Il tema più delicato è proprio questo: Djokovic ha ancora nelle corde qualche lampo di classe, ma può garantirsi la continuità necessaria per vincere? A Melbourne, contro Alcaraz, ha mostrato il suo miglior tennis, ma il problema è un altro: può ancora reggere un torneo intero? Per Bertolucci il dubbio è legittimo: "La domanda è se a queste prestazioni potrà dare continuità o se invece si tratterà di imprese estemporanee, spalmate su un turno o due ma non su tutto il torneo". Il Djokovic versione maratoneta, quello capace di inanellare cinque ore di scambi senza calare di intensità, sta lasciando spazio a un campione che fatica a mantenere il livello per tutta la durata di un evento. A complicare il tutto, c’è un paradosso: per ritrovare ritmo e brillantezza servirebbe giocare il più possibile, ma le sconfitte premature non aiutano. Un loop che rischia di ingabbiare Djokovic proprio in questo tratto finale della carriera. Adesso il serbo si trova davanti a un bivio: provare a giocare il Masters1000 di Miami per cercare un immediato riscatto o prendersi una pausa strategica, per riequilibrare mente e corpo in vista di Roland Garros e Wimbledon?

La terra battuta, per quanto sia stato capace di vincere tre volte a Parigi, non è mai stata il suo habitat naturale, neppure nei giorni migliori. Quindi la stagione primaverile potrebbe riservargli altre delusioni. Ma proprio per questo potrebbe rivelarsi l’ultima occasione per accumulare partite ed arrivare a Londra nella miglior condizione possibile.

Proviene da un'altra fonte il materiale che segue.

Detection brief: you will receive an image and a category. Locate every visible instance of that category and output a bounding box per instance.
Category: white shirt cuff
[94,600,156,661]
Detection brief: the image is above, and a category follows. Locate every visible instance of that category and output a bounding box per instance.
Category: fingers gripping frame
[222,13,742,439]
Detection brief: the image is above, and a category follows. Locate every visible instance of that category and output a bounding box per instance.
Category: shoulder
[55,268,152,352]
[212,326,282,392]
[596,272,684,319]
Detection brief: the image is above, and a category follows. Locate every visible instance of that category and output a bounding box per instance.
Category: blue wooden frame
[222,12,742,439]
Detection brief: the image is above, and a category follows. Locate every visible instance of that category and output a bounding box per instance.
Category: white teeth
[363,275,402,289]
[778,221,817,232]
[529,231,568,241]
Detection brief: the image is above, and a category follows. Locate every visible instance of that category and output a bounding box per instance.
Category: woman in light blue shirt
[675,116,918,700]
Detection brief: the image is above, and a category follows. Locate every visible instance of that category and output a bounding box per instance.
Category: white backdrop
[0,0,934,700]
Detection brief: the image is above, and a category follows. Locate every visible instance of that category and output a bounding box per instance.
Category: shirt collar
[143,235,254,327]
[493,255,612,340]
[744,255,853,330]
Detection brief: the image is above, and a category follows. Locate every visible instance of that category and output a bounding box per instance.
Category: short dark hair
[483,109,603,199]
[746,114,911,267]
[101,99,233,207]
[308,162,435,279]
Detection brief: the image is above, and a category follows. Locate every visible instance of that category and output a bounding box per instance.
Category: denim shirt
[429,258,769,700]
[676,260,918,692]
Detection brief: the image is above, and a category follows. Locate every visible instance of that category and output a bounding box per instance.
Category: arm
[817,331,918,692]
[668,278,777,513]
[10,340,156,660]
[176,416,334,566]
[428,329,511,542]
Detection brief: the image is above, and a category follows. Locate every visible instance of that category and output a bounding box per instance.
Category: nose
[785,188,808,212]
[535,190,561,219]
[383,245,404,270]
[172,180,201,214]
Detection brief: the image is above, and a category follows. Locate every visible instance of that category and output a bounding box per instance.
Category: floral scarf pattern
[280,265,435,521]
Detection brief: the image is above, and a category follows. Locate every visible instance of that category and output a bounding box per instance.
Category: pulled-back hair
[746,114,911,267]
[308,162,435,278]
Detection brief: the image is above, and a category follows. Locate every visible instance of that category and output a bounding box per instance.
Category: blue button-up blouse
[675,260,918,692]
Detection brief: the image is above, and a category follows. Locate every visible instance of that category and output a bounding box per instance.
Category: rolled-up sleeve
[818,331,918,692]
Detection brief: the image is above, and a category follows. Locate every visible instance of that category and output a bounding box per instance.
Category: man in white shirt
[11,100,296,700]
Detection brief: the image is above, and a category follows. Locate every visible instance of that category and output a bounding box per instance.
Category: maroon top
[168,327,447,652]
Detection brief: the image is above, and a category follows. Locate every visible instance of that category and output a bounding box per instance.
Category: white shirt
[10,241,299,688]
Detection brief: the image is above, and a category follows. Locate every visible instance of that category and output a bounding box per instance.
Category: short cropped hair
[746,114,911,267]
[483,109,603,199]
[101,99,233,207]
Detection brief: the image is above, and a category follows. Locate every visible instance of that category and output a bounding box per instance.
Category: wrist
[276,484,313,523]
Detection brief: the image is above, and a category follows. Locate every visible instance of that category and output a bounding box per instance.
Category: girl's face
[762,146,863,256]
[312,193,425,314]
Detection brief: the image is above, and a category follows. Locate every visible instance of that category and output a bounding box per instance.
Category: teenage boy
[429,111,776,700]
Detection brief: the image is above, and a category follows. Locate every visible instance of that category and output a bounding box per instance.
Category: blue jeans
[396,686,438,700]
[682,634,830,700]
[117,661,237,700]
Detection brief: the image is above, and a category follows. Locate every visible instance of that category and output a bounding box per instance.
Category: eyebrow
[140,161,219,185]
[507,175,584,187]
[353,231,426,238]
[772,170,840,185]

Perché, come sottolinea Bertolucci, Wimbledon sarà lo spartiacque di tutta la sua stagione, e forse della sua carriera. “Sui prati probabilmente potrà ancora dare fastidio a tutti, ma se non fosse così, credo che davvero scorrerebbero i titoli di coda su un percorso leggendario”. In altre parole, se Djokovic non dovesse più essere competitivo sull’erba, allora il sipario sulla sua epoca potrebbe calare definitivamente. Se nel 2023 Djokovic ha sfiorato il Grande Slam a 36 anni, quest'anno sembra sempre più lontano dal dominare il circuito. Le nuove generazioni avanzano, la fatica si fa sentire, le motivazioni vacillano. Il 25° Slam e il 100° titolo Atp, che sarebbero traguardi clamorosi, rischiano di restare miraggi se il serbo non ritroverà in fretta il suo tennis. L’ora più buia è arrivata. La domanda ora non è più “quando tornerà al top?”, ma piuttosto “è già arrivato il momento di dire basta?”. Wimbledon potrebbe avere la risposta definitiva.